5. Target 5–10 videos per game → 150–400 insights per game from YouTube alone.

Steam ×500 OpenCritic YouTube (5–10 videos/game)
Phase 3 — 3–4 hours
Add Reddit + Steam Discussions
Est. insight lift: ~1.5×
Reddit houses the most in-depth mechanical discussions anywhere — game-specific subreddits often have pinned threads specifically about UX, accessibility, and bugs. Steam Discussions are similarly dense for technical issues. Both are low-cost to add.

What to do:

1. Reddit: use PRAW (Python Reddit API Wrapper). Free tier allows 60 req/min. Search r/{game_subreddit} for top posts tagged "criticism", "feedback", "ux", "accessibility". Also search r/gaming with game name + keywords.

2. Steam Discussions: endpoint is https://store.steampowered.com/appreviews/{appid} — Steam's IGetDiscussionList API also available for forum threads (no auth needed for public games).

3. Filter threads for signal: sort by upvotes, minimum comment count >5. Each quality thread = 4–8 extractable insights.

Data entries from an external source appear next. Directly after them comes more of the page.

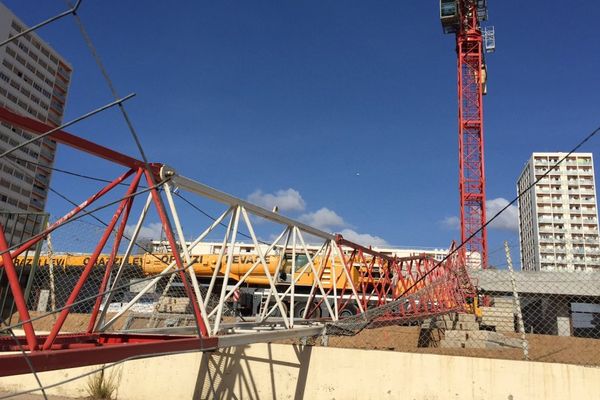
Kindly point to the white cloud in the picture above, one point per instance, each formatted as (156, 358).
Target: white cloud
(151, 231)
(324, 219)
(508, 220)
(363, 238)
(285, 200)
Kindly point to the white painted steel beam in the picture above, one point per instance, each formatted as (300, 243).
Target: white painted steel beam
(211, 193)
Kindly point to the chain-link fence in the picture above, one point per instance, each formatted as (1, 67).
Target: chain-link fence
(18, 228)
(537, 316)
(138, 292)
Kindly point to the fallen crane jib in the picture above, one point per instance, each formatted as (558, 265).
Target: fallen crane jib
(74, 141)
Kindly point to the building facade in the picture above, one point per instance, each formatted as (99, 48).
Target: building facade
(34, 81)
(558, 217)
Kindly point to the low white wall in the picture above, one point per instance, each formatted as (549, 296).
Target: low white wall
(274, 371)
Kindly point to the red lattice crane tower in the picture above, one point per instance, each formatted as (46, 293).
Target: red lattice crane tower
(463, 18)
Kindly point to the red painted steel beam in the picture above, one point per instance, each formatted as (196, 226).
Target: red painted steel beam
(106, 349)
(17, 292)
(88, 268)
(37, 127)
(469, 48)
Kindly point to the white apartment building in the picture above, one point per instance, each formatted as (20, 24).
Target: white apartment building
(558, 218)
(34, 80)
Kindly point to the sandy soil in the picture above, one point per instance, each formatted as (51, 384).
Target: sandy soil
(406, 338)
(541, 347)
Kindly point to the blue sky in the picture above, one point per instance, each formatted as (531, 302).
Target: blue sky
(343, 110)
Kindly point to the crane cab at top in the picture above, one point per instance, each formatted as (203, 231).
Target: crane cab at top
(449, 15)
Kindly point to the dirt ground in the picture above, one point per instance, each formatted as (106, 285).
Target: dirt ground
(544, 348)
(33, 397)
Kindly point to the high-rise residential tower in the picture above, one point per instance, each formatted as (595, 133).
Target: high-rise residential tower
(558, 218)
(34, 80)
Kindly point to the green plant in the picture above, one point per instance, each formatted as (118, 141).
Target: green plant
(101, 386)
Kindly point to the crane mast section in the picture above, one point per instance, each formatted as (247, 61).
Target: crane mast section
(462, 18)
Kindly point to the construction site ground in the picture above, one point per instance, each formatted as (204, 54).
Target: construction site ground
(544, 348)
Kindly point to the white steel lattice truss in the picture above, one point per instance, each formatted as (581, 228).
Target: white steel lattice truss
(338, 281)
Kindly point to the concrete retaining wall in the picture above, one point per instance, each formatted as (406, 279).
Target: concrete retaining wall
(273, 371)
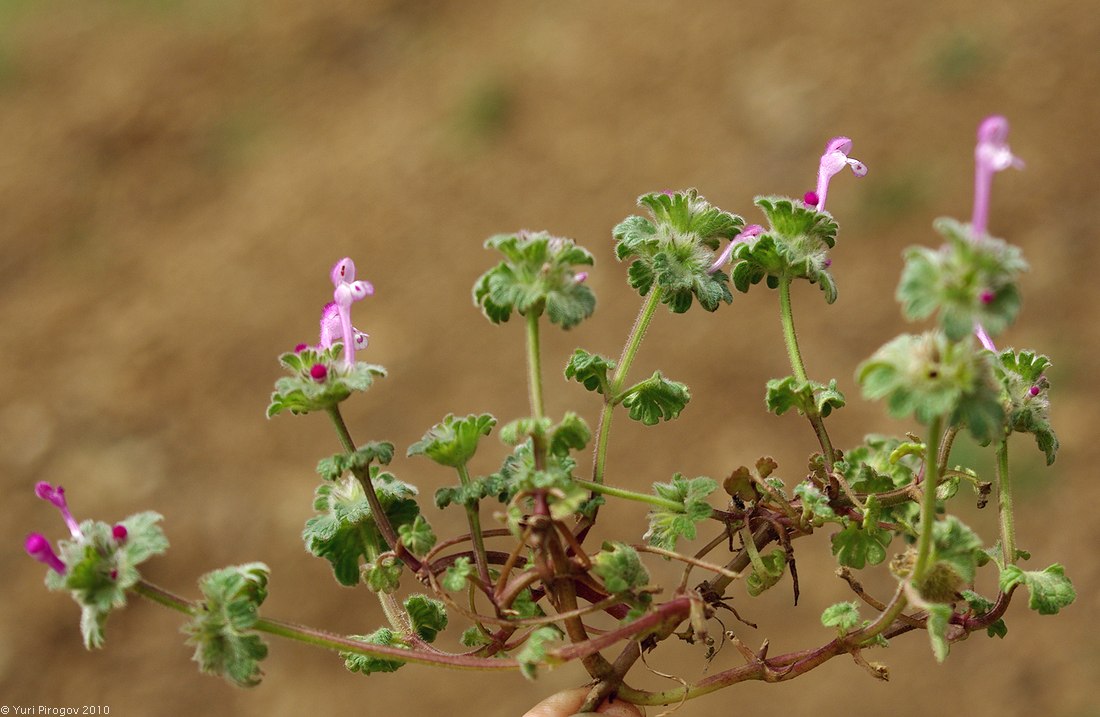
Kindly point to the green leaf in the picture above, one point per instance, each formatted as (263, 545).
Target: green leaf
(300, 393)
(333, 466)
(865, 543)
(344, 531)
(620, 569)
(958, 547)
(590, 370)
(675, 247)
(814, 503)
(981, 605)
(939, 617)
(655, 399)
(366, 664)
(1025, 393)
(772, 564)
(809, 397)
(928, 376)
(455, 576)
(795, 246)
(1049, 588)
(572, 433)
(666, 527)
(417, 536)
(535, 650)
(383, 575)
(969, 280)
(220, 627)
(536, 276)
(453, 441)
(843, 616)
(858, 548)
(472, 637)
(427, 616)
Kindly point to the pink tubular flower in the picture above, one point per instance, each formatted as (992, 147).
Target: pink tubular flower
(56, 496)
(40, 549)
(990, 155)
(983, 337)
(834, 160)
(747, 233)
(348, 290)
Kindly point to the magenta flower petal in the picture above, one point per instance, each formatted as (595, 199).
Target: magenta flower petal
(983, 337)
(330, 324)
(835, 160)
(56, 496)
(348, 290)
(991, 154)
(750, 231)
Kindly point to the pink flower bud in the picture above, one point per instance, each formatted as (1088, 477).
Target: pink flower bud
(835, 160)
(56, 496)
(40, 549)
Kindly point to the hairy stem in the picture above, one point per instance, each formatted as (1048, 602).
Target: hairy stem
(473, 518)
(534, 366)
(330, 641)
(1004, 504)
(787, 318)
(794, 354)
(363, 475)
(629, 351)
(630, 495)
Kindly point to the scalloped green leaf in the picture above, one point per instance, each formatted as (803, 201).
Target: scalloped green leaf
(453, 441)
(656, 399)
(1049, 589)
(220, 625)
(590, 370)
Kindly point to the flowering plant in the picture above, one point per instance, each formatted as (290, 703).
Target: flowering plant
(531, 589)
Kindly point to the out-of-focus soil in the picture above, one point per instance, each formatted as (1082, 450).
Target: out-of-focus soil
(178, 177)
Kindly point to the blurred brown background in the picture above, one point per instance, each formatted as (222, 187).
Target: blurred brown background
(178, 177)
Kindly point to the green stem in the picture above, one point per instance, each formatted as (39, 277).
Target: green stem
(927, 502)
(330, 641)
(475, 533)
(363, 475)
(791, 340)
(629, 351)
(630, 495)
(534, 366)
(1004, 505)
(342, 432)
(789, 337)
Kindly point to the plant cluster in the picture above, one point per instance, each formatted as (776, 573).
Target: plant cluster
(529, 587)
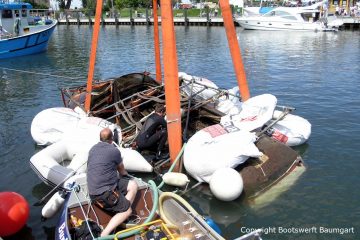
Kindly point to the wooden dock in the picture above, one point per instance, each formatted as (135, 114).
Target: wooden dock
(190, 21)
(350, 23)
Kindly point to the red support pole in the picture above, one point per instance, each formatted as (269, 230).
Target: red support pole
(234, 49)
(157, 43)
(92, 61)
(171, 79)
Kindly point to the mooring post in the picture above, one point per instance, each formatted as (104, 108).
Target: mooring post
(78, 17)
(147, 16)
(131, 17)
(89, 17)
(208, 19)
(116, 17)
(185, 17)
(66, 17)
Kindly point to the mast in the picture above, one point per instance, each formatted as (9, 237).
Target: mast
(92, 61)
(234, 49)
(172, 94)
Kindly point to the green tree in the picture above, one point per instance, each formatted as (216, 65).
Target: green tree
(132, 3)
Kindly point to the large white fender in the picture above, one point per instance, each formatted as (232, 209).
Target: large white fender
(292, 130)
(50, 125)
(59, 160)
(216, 147)
(254, 112)
(226, 184)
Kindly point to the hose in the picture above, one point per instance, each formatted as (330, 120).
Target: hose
(120, 235)
(186, 205)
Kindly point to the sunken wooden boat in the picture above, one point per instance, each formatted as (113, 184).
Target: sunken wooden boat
(156, 215)
(129, 99)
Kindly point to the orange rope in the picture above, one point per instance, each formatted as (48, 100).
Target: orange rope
(234, 49)
(93, 55)
(156, 43)
(171, 79)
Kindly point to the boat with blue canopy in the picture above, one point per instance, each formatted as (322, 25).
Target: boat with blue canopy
(19, 34)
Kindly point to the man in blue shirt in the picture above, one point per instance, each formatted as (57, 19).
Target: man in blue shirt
(106, 186)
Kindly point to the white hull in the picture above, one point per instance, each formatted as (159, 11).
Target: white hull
(280, 26)
(291, 18)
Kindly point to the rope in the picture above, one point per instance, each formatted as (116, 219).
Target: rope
(42, 74)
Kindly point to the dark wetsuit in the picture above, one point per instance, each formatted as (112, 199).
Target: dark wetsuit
(153, 134)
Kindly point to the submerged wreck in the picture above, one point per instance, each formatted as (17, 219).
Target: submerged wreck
(129, 99)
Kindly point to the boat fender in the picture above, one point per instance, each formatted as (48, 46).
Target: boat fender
(176, 179)
(213, 225)
(226, 184)
(53, 205)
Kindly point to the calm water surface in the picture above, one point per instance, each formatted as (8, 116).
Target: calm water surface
(317, 73)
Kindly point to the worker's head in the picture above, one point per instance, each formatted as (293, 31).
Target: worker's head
(159, 108)
(106, 135)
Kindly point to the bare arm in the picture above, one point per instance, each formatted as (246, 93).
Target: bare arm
(121, 169)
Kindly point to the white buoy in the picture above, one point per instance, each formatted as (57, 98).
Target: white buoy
(53, 205)
(226, 184)
(175, 179)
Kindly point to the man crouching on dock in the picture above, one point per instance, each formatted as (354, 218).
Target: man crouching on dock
(110, 192)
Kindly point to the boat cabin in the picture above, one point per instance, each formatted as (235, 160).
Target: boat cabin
(14, 18)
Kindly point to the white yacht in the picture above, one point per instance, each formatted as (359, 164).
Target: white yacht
(291, 18)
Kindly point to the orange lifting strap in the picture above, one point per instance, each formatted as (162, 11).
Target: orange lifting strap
(171, 79)
(93, 55)
(234, 49)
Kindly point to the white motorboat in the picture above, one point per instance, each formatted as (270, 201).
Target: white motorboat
(291, 18)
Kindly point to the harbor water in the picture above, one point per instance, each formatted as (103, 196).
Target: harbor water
(317, 73)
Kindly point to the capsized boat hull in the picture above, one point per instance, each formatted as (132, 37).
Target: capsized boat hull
(258, 175)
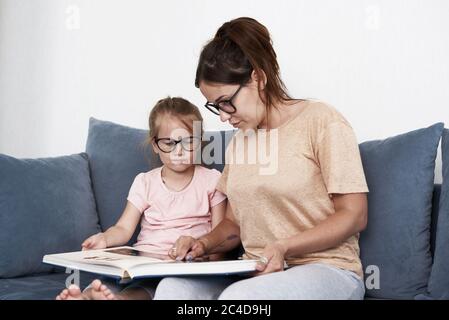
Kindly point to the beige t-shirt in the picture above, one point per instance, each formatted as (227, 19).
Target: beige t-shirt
(317, 155)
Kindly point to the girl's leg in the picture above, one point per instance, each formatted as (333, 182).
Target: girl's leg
(193, 288)
(311, 281)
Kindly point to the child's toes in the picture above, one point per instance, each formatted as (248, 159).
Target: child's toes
(74, 291)
(96, 285)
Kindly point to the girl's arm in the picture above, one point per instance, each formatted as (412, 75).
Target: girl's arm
(223, 238)
(119, 234)
(218, 213)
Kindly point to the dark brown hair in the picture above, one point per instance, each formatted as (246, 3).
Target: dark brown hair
(177, 107)
(241, 46)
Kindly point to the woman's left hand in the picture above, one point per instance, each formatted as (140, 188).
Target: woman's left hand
(274, 254)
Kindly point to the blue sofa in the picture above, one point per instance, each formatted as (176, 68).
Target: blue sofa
(50, 205)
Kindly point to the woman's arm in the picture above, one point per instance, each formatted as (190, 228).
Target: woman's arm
(351, 216)
(117, 235)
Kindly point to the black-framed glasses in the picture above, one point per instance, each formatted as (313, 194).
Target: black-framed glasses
(167, 145)
(223, 105)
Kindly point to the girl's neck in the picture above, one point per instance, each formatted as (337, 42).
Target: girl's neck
(177, 181)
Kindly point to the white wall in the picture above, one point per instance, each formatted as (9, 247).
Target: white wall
(382, 63)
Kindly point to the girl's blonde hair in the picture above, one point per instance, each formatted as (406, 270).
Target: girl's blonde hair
(177, 107)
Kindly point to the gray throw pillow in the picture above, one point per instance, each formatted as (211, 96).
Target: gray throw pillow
(46, 206)
(400, 176)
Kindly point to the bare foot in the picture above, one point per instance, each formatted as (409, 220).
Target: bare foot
(72, 293)
(97, 291)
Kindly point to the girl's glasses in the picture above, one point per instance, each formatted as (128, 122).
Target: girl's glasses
(167, 145)
(223, 105)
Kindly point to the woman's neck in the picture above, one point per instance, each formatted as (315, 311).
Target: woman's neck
(277, 116)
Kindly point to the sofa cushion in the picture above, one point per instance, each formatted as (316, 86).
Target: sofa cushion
(439, 277)
(46, 206)
(400, 175)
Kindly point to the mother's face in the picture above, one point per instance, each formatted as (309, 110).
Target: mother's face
(250, 110)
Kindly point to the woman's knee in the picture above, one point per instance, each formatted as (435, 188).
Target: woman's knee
(172, 288)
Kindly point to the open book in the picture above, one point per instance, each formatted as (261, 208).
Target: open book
(131, 263)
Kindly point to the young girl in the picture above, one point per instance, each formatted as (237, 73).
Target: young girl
(176, 199)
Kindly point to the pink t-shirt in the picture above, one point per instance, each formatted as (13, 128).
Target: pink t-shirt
(167, 215)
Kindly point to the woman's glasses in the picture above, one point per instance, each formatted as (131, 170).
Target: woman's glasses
(167, 145)
(223, 105)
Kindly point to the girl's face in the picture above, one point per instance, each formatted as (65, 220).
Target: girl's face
(250, 110)
(172, 130)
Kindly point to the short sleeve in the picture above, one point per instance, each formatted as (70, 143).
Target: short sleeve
(137, 193)
(339, 159)
(216, 196)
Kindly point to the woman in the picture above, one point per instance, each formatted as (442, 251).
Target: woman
(308, 214)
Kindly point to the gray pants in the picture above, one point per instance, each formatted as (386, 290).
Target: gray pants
(311, 281)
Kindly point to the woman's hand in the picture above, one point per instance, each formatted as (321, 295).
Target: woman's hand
(97, 241)
(187, 248)
(274, 255)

Steam ×500 OpenCritic YouTube Reddit (r/{game}) Steam Discussions
Phase 4 — 2 hours
Upgrade to multi-insight extraction
Est. insight lift: ~3× on same data
This is an AI prompt change, not a data change. Currently our classifier assigns one category per review. Sonar extracts multiple discrete insights per source. A single 200-word Steam review can contain observations about gameplay, technical performance, and UI — we're collapsing all that to one label.

What to do:

1. Change the classification prompt from: "Which category does this review primarily discuss?" to: "Extract all distinct insights from this review. For each, return: category, sentiment (positive/negative/mixed), severity (minor/notable/major), and a verbatim quote of 1–2 sentences."

2. Update the schema from one object per review to a list of insight objects. Update the HTML renderer to aggregate insights per category rather than reviews per category.

3. Expected output: 2–4 insights per Steam review, 6–12 per OpenCritic piece, 15–40 per YouTube transcript chunk.

All sources Multi-insight extraction

6. Projected Insight Count After Full Expansion

Projected insights per game after all 4 phases

112
Current — Mar 2026
was ~80 (Feb baseline)
~370
Sprung Sonar benchmark (Balatro)
~500–800
Our target (remaining phases)
After Phase Sources Active Estimated Insights/Game Δ vs Current Δ vs Sonar
Baseline — Mar 2026 ✅ Steam ×100 + press articles 112 +1.4× vs Feb −70%
Next: Reddit OAuth + Reddit (GitHub Secret) ~145 +29% −61%
Next: YouTube + YouTube (5–10 vids/game) ~350–450 +3–4× ≈ parity or above
Future: OpenCritic + OpenCritic (API key req.) ~400–500 +3.6–4.5× +8–35%
Full build All sources + higher Steam cap ~600–1000 +5–9× +60–170% vs Sonar

7. Recommended Next Steps

Biggest remaining win: YouTube transcripts. This is almost certainly Sonar's primary data source — their emphasis on "videos" is explicit in every press mention. A single 10-minute video review is ~2,000–3,000 words and touches every dimension of a game. Adding 5–10 videos per game would likely close the gap to parity or beyond. Blocker: youtube-transcript-api returns empty results on GitHub Actions; needs a self-hosted proxy or the /youtube-scrape skill.
Easy win: Reddit OAuth credentials as GitHub Secret. Reddit HTTP 403s are caused by GitHub Actions' Azure IP range being blocked. Adding a Reddit app client ID/secret as secrets would restore ~30 additional insights per game at no API cost.
OpenCritic is no longer "free public": The API now returns {"message":"API key is required. Email developers@opencritic.com"}. This was documented as a free public API in the original plan — that's no longer the case. Contact them for a key, or pivot to scraping Metacritic critic reviews directly.
Press score caveat: Our press scores consistently run 10–15 points higher than Metacritic for well-reviewed games (Balatro 100% vs MC 90, Outer Wilds 100% vs MC 85). This is because our 3–5 article sample skews toward positive coverage. A larger, more diverse article sample — especially including mixed/negative reviews — would improve calibration.